Frequently asked questions
Is PDB Fixer free?
PDBFixer is open-source software licensed under MIT/LGPL. ProteinIQ provides a web interface with a free account tier and paid tiers for larger structures.
How long does PDB Fixer take to process a structure?
Small proteins (under 5,000 atoms) with default settings often finish quickly. Larger structures, missing-residue rebuilding, and solvent or membrane construction take longer on CPU, and structures with extensive loop building or large solvent boxes can take several minutes or more.
PDBFixer builds loops with idealized geometry followed by brief energy minimization. Long loops (10+ residues) often need additional refinement, such as extended minimization or short MD equilibration, to relax into reasonable conformations.
What is the difference between PDB Fixer and PROPKA?
PDBFixer adds missing atoms and prepares structures for simulation. PROPKA predicts pKa values for titratable residues without modifying the structure. The two are complementary: running PROPKA first identifies residues with shifted pKa values, and the pH setting passed to PDBFixer is then adjusted accordingly.
Can PDB Fixer output be used directly for MD simulations?
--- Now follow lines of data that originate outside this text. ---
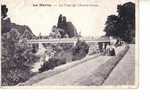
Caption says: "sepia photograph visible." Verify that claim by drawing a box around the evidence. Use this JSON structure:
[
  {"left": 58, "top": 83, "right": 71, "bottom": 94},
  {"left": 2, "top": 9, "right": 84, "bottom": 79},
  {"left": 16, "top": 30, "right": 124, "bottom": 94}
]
[{"left": 0, "top": 0, "right": 139, "bottom": 88}]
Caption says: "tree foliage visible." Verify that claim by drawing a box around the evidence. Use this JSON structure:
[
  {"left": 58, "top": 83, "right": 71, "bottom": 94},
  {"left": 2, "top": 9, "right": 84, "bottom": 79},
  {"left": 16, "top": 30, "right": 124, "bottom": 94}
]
[
  {"left": 1, "top": 5, "right": 38, "bottom": 86},
  {"left": 104, "top": 2, "right": 135, "bottom": 43}
]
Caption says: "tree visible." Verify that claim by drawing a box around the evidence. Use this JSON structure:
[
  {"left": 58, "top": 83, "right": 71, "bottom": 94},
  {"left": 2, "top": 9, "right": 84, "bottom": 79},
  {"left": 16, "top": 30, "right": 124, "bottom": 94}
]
[
  {"left": 57, "top": 14, "right": 62, "bottom": 28},
  {"left": 104, "top": 2, "right": 135, "bottom": 43},
  {"left": 104, "top": 15, "right": 119, "bottom": 36}
]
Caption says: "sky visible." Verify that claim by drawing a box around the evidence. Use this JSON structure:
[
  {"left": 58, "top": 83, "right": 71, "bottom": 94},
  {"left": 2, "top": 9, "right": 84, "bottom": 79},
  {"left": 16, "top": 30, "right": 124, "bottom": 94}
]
[{"left": 1, "top": 0, "right": 137, "bottom": 37}]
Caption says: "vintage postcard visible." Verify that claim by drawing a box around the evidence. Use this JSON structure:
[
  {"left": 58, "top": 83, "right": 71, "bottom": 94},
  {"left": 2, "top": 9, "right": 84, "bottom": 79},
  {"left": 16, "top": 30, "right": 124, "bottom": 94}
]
[{"left": 0, "top": 0, "right": 139, "bottom": 88}]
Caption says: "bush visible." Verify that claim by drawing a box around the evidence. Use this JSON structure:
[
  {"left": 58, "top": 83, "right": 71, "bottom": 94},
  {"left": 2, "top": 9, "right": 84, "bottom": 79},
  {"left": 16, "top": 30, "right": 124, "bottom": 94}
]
[{"left": 39, "top": 58, "right": 66, "bottom": 72}]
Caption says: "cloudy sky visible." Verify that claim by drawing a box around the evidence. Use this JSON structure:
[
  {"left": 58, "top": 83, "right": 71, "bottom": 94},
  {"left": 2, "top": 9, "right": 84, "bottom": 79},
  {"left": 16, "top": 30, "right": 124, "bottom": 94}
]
[{"left": 1, "top": 0, "right": 136, "bottom": 37}]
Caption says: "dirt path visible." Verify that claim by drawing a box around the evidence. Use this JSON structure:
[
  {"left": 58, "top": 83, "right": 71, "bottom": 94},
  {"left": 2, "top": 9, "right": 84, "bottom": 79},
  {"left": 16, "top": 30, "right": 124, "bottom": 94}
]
[{"left": 33, "top": 56, "right": 111, "bottom": 86}]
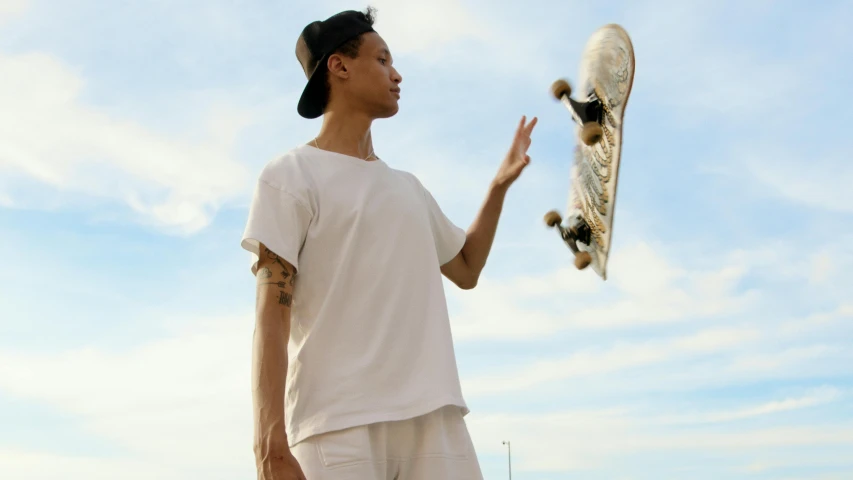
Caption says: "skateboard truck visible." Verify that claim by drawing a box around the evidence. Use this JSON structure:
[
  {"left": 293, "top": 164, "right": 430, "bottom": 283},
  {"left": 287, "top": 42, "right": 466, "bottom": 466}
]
[
  {"left": 545, "top": 210, "right": 592, "bottom": 270},
  {"left": 551, "top": 79, "right": 604, "bottom": 146}
]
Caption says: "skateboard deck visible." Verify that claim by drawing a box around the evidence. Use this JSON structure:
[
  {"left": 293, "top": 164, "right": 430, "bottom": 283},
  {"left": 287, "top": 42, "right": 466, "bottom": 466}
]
[{"left": 545, "top": 24, "right": 634, "bottom": 280}]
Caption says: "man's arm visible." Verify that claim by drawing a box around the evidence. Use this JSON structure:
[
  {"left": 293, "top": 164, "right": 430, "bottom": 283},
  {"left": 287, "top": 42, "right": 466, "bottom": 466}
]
[
  {"left": 252, "top": 244, "right": 302, "bottom": 479},
  {"left": 441, "top": 182, "right": 508, "bottom": 290},
  {"left": 441, "top": 117, "right": 537, "bottom": 290}
]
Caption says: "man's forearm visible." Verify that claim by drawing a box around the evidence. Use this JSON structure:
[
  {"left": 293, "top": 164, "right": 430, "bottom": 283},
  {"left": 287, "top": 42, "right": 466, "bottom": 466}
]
[
  {"left": 462, "top": 182, "right": 508, "bottom": 279},
  {"left": 252, "top": 308, "right": 289, "bottom": 460}
]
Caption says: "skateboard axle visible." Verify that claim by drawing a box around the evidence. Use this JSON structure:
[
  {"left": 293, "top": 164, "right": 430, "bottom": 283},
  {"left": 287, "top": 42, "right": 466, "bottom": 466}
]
[{"left": 567, "top": 92, "right": 604, "bottom": 126}]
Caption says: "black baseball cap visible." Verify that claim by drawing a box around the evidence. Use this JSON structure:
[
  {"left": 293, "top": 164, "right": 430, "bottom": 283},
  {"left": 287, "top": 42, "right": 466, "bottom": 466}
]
[{"left": 296, "top": 10, "right": 374, "bottom": 118}]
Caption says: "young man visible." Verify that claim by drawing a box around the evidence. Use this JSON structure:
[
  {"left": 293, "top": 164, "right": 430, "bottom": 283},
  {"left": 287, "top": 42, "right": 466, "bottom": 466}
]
[{"left": 236, "top": 10, "right": 536, "bottom": 480}]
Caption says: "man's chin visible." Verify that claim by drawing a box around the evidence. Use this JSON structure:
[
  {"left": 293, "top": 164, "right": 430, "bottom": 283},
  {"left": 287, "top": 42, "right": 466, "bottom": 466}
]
[{"left": 376, "top": 103, "right": 400, "bottom": 118}]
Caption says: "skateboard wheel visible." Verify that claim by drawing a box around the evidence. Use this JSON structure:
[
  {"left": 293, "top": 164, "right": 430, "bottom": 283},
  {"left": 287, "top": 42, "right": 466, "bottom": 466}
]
[
  {"left": 545, "top": 210, "right": 563, "bottom": 227},
  {"left": 581, "top": 122, "right": 604, "bottom": 147},
  {"left": 551, "top": 79, "right": 572, "bottom": 100},
  {"left": 575, "top": 252, "right": 592, "bottom": 270}
]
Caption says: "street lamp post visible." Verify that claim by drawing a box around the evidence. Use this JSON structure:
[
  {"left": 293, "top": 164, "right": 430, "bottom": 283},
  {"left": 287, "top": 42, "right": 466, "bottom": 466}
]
[{"left": 503, "top": 440, "right": 512, "bottom": 480}]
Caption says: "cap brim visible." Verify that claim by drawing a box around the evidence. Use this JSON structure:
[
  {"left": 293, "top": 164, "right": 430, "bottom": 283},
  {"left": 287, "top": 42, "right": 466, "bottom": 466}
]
[{"left": 296, "top": 58, "right": 326, "bottom": 119}]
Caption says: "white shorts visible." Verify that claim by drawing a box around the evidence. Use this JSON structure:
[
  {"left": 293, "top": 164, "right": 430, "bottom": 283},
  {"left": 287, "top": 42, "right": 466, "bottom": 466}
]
[{"left": 291, "top": 406, "right": 483, "bottom": 480}]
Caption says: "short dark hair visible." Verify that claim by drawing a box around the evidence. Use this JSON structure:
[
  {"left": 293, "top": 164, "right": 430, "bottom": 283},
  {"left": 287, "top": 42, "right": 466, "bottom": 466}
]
[{"left": 318, "top": 7, "right": 376, "bottom": 110}]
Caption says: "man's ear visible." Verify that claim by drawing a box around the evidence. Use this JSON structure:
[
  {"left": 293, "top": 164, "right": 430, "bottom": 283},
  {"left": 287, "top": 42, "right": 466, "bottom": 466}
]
[{"left": 326, "top": 54, "right": 349, "bottom": 79}]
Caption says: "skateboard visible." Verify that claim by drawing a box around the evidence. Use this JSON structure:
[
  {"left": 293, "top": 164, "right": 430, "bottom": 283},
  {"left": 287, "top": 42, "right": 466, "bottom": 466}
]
[{"left": 545, "top": 24, "right": 634, "bottom": 280}]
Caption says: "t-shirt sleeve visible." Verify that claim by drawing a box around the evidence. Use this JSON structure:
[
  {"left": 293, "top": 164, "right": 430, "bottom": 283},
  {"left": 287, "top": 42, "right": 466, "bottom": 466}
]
[
  {"left": 421, "top": 181, "right": 467, "bottom": 265},
  {"left": 240, "top": 178, "right": 312, "bottom": 274}
]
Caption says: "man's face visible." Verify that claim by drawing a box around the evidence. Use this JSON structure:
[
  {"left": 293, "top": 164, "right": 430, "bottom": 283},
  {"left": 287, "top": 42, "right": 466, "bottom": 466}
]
[{"left": 334, "top": 32, "right": 403, "bottom": 118}]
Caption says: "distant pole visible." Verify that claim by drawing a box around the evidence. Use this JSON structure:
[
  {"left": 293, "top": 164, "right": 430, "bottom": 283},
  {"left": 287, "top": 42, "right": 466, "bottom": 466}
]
[{"left": 503, "top": 440, "right": 512, "bottom": 480}]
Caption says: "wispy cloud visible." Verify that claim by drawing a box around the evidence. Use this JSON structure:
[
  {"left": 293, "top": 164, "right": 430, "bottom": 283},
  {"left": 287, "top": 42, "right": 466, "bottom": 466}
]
[
  {"left": 0, "top": 49, "right": 251, "bottom": 233},
  {"left": 465, "top": 329, "right": 759, "bottom": 396}
]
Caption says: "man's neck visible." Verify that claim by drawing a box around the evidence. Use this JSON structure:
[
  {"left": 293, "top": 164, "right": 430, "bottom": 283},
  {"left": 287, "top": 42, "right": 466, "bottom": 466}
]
[{"left": 315, "top": 110, "right": 375, "bottom": 160}]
Yes, with Add solvent box enabled. The output includes periodic box vectors and is ready for equilibration in OpenMM, GROMACS, or AMBER.
Why was a ligand removed?
The Heterogens setting controls this. Remove all strips all non-protein molecules, including ligands. Keep all preserves them along with crystallographic waters.
How are nonstandard amino acids handled?
Replace nonstandard residues converts modified residues to their standard equivalents when enabled. It is off by default to preserve modifications, but standard force fields may not parameterize them. Download templates can fetch specific residue definitions from the PDB Chemical Component Dictionary for custom ligands.
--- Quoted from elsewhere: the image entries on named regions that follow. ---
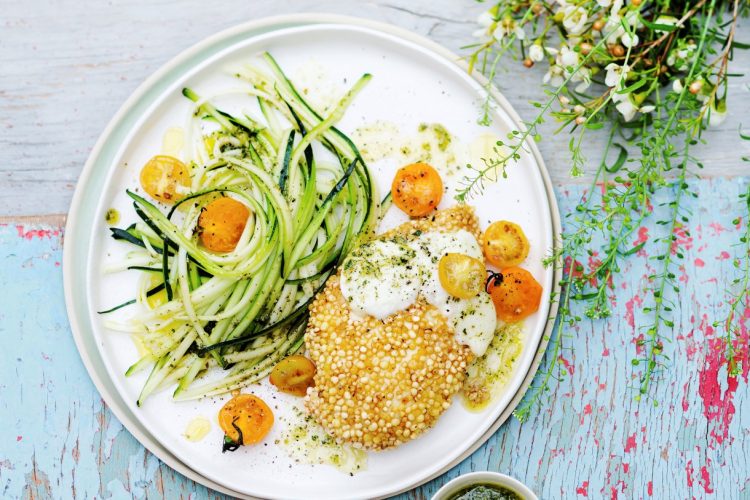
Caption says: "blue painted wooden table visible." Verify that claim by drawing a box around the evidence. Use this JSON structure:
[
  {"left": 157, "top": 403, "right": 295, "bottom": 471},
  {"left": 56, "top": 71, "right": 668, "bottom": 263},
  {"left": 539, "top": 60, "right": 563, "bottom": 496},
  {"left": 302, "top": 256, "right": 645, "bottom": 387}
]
[
  {"left": 0, "top": 0, "right": 750, "bottom": 499},
  {"left": 0, "top": 178, "right": 750, "bottom": 498}
]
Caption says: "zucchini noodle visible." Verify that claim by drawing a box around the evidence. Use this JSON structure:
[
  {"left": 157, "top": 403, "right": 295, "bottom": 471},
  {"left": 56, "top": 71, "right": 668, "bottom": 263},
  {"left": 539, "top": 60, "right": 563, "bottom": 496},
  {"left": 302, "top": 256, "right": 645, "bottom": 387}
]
[{"left": 101, "top": 53, "right": 381, "bottom": 405}]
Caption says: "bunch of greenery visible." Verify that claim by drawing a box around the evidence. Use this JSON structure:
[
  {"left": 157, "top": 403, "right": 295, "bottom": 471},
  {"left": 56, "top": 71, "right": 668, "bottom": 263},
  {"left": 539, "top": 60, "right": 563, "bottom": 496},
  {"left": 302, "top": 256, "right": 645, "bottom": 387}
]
[{"left": 458, "top": 0, "right": 750, "bottom": 420}]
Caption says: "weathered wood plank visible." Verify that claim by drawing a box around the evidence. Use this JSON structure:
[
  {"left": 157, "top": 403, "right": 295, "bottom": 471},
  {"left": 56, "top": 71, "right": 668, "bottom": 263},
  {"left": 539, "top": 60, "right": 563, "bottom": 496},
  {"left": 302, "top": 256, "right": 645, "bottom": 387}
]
[
  {"left": 0, "top": 0, "right": 750, "bottom": 215},
  {"left": 0, "top": 177, "right": 750, "bottom": 499}
]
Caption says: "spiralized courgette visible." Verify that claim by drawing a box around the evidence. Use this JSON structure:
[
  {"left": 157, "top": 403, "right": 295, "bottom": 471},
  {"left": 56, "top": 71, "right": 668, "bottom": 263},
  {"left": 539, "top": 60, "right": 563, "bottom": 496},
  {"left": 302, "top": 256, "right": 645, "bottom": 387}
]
[{"left": 103, "top": 53, "right": 380, "bottom": 405}]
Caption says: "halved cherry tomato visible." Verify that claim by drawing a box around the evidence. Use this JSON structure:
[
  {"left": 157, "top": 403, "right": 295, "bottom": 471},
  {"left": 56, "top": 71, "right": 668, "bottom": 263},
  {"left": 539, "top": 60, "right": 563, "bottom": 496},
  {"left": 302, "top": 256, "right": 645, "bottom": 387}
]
[
  {"left": 198, "top": 197, "right": 250, "bottom": 252},
  {"left": 141, "top": 155, "right": 190, "bottom": 204},
  {"left": 482, "top": 220, "right": 529, "bottom": 269},
  {"left": 391, "top": 163, "right": 443, "bottom": 217},
  {"left": 438, "top": 253, "right": 486, "bottom": 299},
  {"left": 219, "top": 394, "right": 273, "bottom": 445},
  {"left": 487, "top": 267, "right": 542, "bottom": 323},
  {"left": 270, "top": 354, "right": 316, "bottom": 396}
]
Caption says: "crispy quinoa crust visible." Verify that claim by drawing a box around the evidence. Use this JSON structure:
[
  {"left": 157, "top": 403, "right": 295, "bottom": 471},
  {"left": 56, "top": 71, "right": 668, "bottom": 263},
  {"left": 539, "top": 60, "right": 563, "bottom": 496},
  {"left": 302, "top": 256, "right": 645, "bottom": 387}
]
[{"left": 305, "top": 206, "right": 479, "bottom": 450}]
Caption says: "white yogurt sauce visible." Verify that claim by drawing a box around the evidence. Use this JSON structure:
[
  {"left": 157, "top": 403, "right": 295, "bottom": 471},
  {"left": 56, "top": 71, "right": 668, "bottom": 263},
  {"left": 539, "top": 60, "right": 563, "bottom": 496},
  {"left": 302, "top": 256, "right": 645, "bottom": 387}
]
[{"left": 341, "top": 230, "right": 497, "bottom": 356}]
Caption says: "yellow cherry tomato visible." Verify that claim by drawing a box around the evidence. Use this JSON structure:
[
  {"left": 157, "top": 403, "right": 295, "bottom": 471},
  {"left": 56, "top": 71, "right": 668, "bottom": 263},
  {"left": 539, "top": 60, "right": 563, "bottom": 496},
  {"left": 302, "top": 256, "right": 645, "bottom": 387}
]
[
  {"left": 391, "top": 163, "right": 443, "bottom": 217},
  {"left": 487, "top": 267, "right": 542, "bottom": 323},
  {"left": 219, "top": 394, "right": 273, "bottom": 445},
  {"left": 141, "top": 155, "right": 190, "bottom": 204},
  {"left": 482, "top": 220, "right": 529, "bottom": 269},
  {"left": 270, "top": 354, "right": 316, "bottom": 396},
  {"left": 198, "top": 197, "right": 250, "bottom": 253},
  {"left": 438, "top": 253, "right": 486, "bottom": 299}
]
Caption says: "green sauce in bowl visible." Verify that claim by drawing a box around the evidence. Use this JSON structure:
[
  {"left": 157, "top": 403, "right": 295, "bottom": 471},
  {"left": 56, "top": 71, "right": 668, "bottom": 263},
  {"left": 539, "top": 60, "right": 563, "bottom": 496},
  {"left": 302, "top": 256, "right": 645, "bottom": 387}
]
[{"left": 448, "top": 483, "right": 523, "bottom": 500}]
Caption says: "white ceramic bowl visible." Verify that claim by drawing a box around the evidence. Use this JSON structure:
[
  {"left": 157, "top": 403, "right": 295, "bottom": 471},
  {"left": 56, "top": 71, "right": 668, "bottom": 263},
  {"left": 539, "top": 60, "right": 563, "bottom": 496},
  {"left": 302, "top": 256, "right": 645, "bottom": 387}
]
[{"left": 432, "top": 471, "right": 539, "bottom": 500}]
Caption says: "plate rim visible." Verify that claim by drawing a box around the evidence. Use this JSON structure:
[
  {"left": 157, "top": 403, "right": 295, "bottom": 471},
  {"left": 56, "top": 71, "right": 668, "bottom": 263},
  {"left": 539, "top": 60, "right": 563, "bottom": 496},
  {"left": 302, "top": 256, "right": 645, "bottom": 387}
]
[{"left": 63, "top": 13, "right": 562, "bottom": 498}]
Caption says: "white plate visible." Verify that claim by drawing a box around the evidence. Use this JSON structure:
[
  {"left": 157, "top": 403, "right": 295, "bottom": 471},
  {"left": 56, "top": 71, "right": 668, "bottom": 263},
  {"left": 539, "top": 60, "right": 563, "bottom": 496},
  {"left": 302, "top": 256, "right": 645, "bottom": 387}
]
[{"left": 66, "top": 13, "right": 558, "bottom": 498}]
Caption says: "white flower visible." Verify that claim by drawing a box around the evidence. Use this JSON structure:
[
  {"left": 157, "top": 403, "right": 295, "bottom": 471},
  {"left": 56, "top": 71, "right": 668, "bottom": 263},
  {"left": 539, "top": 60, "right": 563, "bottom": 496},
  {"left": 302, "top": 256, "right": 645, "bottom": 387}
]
[
  {"left": 529, "top": 43, "right": 544, "bottom": 62},
  {"left": 654, "top": 15, "right": 677, "bottom": 34},
  {"left": 570, "top": 68, "right": 591, "bottom": 93},
  {"left": 571, "top": 68, "right": 591, "bottom": 93},
  {"left": 602, "top": 15, "right": 625, "bottom": 44},
  {"left": 563, "top": 5, "right": 589, "bottom": 35},
  {"left": 542, "top": 64, "right": 565, "bottom": 87},
  {"left": 620, "top": 33, "right": 638, "bottom": 48},
  {"left": 557, "top": 46, "right": 578, "bottom": 69},
  {"left": 615, "top": 99, "right": 638, "bottom": 122},
  {"left": 609, "top": 0, "right": 625, "bottom": 16},
  {"left": 604, "top": 63, "right": 630, "bottom": 87}
]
What force field should be used?
AMBER14 is the standard default and works for most simulations. CHARMM36 is preferred for downstream CHARMM-compatible software and certain lipid or nucleic acid systems.
Are multiple chains supported?
Yes. PDBFixer processes all chains in the input structure. Remove chains excludes specific chains from the output.
How are membrane proteins prepared?
Enable Add lipid membrane rather than Add solvent box. Select the appropriate lipid type (POPC for general eukaryotic membranes, POPE for bacterial inner membranes) and set the membrane center to position the transmembrane domain correctly.